La precisazione: "Non si tratta con gli scafisti"
"Il ministro Alfano non ha accreditato alcuna ipotesi di scambi con scafisti. Nessuna pista esclusa, l'unica cosa esclusa è che si tratti con gli scafisti": così il Viminale, con una nota, è intervenuto in serata a chiarire le parole del ministro Alfano.

Mattarella: "Ferita aperta"
Da Malta è arrivato anche il commento del Presidente della Repubblica Sergio Mattarella che ha definito il rapimento di Gino Pollicardo, Fausto Piano, Filippo Calcagno e Salvatore Failla "una ferita aperta che speriamo si possa risolvere nel più breve tempo possibile". "Tutti sono nel mirino - ha aggiunto Mattarella rispondendo a chi gli chiedeva se ci fosse un'offensiva fondamentalista in particolare contro l'Italia. -: è nel mirino qualunque paese che si batta per la tolleranza, la civiltà e il rispetto delle vite umane".

Intanto i familiari dei quattro italiani rapiti sono stati ricevuti nel pomeriggio all'Unità di crisi della Farnesina per fare il punto sulla vicenda.

"Portati nel deserto"
I quattro italiani rapiti in Libia sarebbero stati portati in una zona desertica dove è facile nascondersi. E' l''ultima indiscrezione pubblicata dal quotidiano online libico 'Akhbar Libia24', che citando fonti di Sabrata, città sulla costa nord-occidentale del Paese, ha scritto che "i 4 italiani rapiti sarebbero stati portati in una zona desertica dove è facile trovare nascondigli e dove si può fare qualsiasi cosa senza aver paura di nulla". Secondo le fonti, "i rapitori "hanno fatto scendere gli italiani dalla loro macchina, e li hanno fatti salire in un'auto obbligandoli a lasciare i loro telefoni cellulari". Il sito aggiunge che "l'autista dell'auto degli italiani è stato legato e abbandonato nel deserto".  

L'ipotesi del rapimento per uno scambio
Secondo il "Comando generale delle forze armate - operazioni dell'esercito nazionale", che fa capo all'esercito del generale Khalifa Haftar, con sede a Tobruk, le milizie di Zuara (Zuwarah), legate alla coalizione Alba della Libia (Fajr) che sostiene il governo di Tripoli, sarebbero responsabili del rapimento dei quattro italiani avvenuto tre giorni fa vicino Mellitah, in Libia, allo scopo di scambiarli con scafisti libici. E' l'ipotesi avanzata dal profilo Facebook del suddetto esercito.
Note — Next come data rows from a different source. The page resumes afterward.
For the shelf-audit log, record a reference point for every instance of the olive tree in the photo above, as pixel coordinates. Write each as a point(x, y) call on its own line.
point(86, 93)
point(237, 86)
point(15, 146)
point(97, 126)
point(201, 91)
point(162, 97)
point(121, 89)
Nella "notizia urgente" pubblicata sul social network si legge che "nostre fonti confermano che le milizie della cosiddetta Fajr Libia di Zuara sono responsabili del sequestro dei quattro italiani". Nel messaggio si legge che il sequestro avrebbe lo scopo di "fare pressioni sull'Italia e ottenere la liberazione di sette libici arrestati per traffico di esseri umani nel Mar Mediterraneo".

Anche il politico libico Abdullah Naker, presidente del partito al Qimma, fedele al governo di Tobruk, ha rilanciato l'accusa contro le milizie di Alba della Libia (Fajr). Naker ha ricordato che "il rapimento è avvenuto nella zona intorno a Mellitah". "Sappiamo tutti - ha continuato - che è controllata dalle milizie di Fajr. Queste milizie non sono nuove a questo genere di provocazioni ed hanno gia' rapito in passato alcuni diplomatici: collaborano con i gruppi criminali e questo è il risultato". Naker ha invitato la comunità internazionale a prendere coscienza della "reale situazione in Libia" e ha aggiunto che "da tempo questi gruppi portano avanti provocazioni per chiedere soldi e imporre l'assunzione di persone a loro vicine nel porto di Mellitah".